Memorials to the Events of 9/11

"Spontaneous Memorial in Union Square"

Nathan Blaney, Image #216,
The September 11 Digital Archive, 12 April 2002
http://911digitalarchive.org/images/details/216
At 8:48 A.M. on September 11th, 2001, American Airlines Flight 11 crashed into One World Trade Center, the north tower. At 9:03 A.M., United Airlines Flight 175 crashed into Two World Trade Center, the south tower. By 10:30, both towers had collapsed in a cloud of smoke and debris, witnessed by a global television audience.

American embassies around the world immediately became the sites for spontaneous memorials in a massive outpouring of emotion.

Why were people around the world so deeply and immediately engaged in America’s tragedy?

On Saturday the 15th, the official number of missing in New York City was raised to 4,972. It was days before the number of people unaccounted for finally dropped below 3,000.

In those first days of terrible uncertainty, the family and friends of missing people papered sections of New York with posters of their loved ones, a new development in spontaneous memorials that was investigated by Marshall Sella in one of our resource materials. The article, “Missing: How a Grief Ritual is Born,” appeared in the New York Times Magazine on October 7, 2001.

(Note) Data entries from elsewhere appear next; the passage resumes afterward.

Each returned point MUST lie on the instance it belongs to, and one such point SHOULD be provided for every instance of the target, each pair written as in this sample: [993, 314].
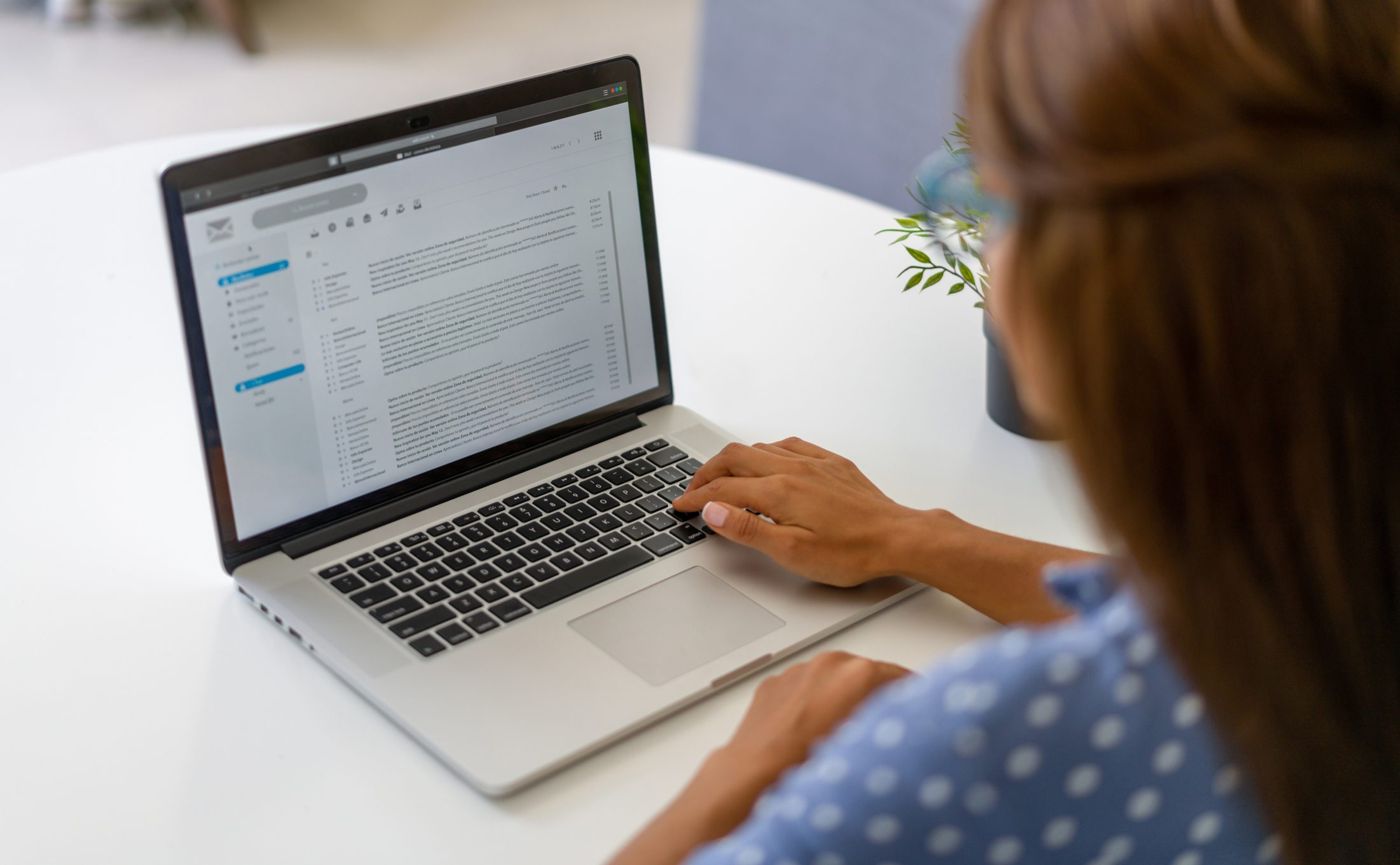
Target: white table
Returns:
[153, 717]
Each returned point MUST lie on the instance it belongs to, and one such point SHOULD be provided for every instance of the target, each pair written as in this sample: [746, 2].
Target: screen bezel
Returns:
[371, 130]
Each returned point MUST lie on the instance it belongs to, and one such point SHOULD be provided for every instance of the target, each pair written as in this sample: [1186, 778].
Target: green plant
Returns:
[954, 233]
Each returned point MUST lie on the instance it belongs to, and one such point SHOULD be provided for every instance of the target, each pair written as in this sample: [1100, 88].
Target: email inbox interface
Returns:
[448, 304]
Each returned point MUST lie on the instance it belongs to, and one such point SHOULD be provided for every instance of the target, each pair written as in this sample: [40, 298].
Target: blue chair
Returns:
[849, 93]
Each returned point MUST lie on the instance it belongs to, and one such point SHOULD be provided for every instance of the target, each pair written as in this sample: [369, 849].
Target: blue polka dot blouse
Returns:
[1073, 744]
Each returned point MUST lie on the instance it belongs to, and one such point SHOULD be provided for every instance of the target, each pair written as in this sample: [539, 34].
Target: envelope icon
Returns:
[220, 230]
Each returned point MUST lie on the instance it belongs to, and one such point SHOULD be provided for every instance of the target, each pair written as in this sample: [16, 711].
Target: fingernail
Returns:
[716, 514]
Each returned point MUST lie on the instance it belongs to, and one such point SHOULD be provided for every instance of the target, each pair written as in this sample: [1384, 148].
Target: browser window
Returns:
[456, 292]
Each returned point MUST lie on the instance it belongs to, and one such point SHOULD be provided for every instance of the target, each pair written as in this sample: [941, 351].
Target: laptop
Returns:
[432, 376]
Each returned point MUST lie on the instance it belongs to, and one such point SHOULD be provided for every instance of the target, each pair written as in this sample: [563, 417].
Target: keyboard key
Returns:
[618, 475]
[614, 542]
[427, 646]
[401, 563]
[481, 623]
[590, 550]
[607, 522]
[451, 542]
[580, 511]
[671, 475]
[416, 625]
[549, 503]
[374, 573]
[433, 594]
[510, 611]
[566, 562]
[433, 571]
[454, 633]
[465, 604]
[373, 596]
[483, 573]
[348, 584]
[482, 552]
[647, 485]
[399, 606]
[660, 521]
[581, 532]
[573, 494]
[477, 532]
[559, 543]
[594, 485]
[588, 576]
[602, 503]
[661, 545]
[509, 563]
[490, 591]
[688, 534]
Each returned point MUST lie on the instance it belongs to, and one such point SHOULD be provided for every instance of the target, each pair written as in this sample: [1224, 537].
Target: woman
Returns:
[1202, 292]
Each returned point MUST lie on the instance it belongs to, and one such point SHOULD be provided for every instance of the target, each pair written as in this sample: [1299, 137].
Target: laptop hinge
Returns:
[317, 539]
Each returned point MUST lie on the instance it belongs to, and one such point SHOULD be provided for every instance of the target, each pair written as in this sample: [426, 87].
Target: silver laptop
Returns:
[429, 356]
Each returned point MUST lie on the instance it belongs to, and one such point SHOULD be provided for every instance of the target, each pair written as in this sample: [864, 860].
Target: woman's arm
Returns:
[832, 525]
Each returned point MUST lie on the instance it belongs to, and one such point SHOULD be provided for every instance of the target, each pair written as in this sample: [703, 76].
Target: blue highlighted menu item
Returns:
[271, 377]
[251, 275]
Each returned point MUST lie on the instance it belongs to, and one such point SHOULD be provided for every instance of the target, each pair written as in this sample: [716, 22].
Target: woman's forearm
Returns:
[996, 575]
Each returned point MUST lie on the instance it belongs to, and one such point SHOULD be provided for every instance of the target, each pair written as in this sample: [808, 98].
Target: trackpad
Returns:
[676, 625]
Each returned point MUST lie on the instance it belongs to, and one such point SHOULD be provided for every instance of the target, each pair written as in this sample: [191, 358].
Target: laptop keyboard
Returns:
[456, 580]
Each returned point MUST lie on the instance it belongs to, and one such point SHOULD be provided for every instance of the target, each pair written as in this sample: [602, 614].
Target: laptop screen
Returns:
[378, 313]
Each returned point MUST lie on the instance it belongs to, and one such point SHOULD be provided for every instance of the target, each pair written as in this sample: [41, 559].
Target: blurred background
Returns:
[850, 93]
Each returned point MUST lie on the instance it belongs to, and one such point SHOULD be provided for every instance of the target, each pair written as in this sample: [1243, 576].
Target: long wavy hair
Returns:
[1209, 254]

Sella traced the evolution of the posters through several transformations. Initially they were a frantic effort to gain any possible information from hospitals, co-workers, or rescue workers. Then the posters began to include increasingly detailed physical descriptions, apparently to make identification of bodies possible. In a final evolution, some posters began to address the missing people directly in the way that Magdalia Rivera's school friends and neighbor wrote to her on the tree near where she was killed in Cambridge, Massachusetts (See the Introduction to Spontaneous Memorials).

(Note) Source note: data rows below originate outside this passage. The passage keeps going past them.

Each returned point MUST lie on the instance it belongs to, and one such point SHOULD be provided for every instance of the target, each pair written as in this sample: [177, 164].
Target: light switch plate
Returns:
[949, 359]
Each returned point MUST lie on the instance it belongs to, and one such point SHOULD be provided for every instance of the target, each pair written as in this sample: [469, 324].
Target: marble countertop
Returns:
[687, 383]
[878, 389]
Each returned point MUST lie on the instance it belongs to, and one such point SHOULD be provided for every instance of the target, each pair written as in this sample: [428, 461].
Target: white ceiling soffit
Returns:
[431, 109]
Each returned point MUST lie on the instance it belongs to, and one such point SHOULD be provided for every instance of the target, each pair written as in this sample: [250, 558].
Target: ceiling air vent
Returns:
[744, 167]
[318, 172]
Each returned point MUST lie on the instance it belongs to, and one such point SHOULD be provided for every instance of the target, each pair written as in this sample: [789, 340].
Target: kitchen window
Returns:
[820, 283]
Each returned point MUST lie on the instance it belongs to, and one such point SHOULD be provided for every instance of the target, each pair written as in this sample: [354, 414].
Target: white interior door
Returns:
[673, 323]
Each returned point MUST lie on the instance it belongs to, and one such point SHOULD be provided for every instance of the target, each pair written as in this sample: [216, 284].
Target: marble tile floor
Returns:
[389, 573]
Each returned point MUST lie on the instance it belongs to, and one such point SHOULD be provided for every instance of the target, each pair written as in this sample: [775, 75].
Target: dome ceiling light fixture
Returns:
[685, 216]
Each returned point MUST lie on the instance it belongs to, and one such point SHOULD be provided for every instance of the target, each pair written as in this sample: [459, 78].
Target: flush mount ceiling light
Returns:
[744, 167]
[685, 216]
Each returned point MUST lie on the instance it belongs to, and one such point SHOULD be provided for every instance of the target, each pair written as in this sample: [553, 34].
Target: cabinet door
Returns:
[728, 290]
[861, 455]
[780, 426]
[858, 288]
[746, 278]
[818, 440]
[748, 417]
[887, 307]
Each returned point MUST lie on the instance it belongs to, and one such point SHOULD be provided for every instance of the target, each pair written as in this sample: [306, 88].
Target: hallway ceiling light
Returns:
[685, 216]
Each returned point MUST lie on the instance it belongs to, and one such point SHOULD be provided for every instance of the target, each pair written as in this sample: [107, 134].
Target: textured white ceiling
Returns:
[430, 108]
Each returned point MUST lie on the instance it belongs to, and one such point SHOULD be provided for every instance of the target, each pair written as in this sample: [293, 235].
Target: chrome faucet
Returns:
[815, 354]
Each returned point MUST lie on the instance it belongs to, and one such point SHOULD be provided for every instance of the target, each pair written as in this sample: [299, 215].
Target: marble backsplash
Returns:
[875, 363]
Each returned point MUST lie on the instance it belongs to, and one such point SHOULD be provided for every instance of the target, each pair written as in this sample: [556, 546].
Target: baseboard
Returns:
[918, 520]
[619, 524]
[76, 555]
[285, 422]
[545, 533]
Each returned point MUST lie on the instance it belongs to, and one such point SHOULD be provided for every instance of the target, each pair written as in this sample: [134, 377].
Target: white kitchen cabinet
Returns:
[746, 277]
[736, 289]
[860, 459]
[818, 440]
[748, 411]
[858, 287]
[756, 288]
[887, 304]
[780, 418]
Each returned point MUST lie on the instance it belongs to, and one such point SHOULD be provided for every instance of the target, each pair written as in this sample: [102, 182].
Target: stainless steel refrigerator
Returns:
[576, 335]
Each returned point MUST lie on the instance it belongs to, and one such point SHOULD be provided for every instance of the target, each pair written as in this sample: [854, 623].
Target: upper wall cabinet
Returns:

The capacity of spontaneous memorials to render public space sacred seemed to make them an appropriate place for this intimate and direct expression of love and loss, as the posters in New York moved beyond hope to grief.

What common characteristics did the posters share with other spontaneous memorials, and in what ways were they a new development?

In our resources, read the Sella article, then take a look at our gallery of photographs of the New York posters, which may help convey a sense of what it was like to walk through the city shortly after September 11th and to experience its spontaneous memorials.

A second response in New York that we will investigate and that reflected a national phenomenon was the displaying of the American flag. We investigate the ways that such complex symbols as the flag and the Statue of Liberty can be transformed to convey strikingly different messages. These issues are addressed in our gallery of flag photographs in the resources.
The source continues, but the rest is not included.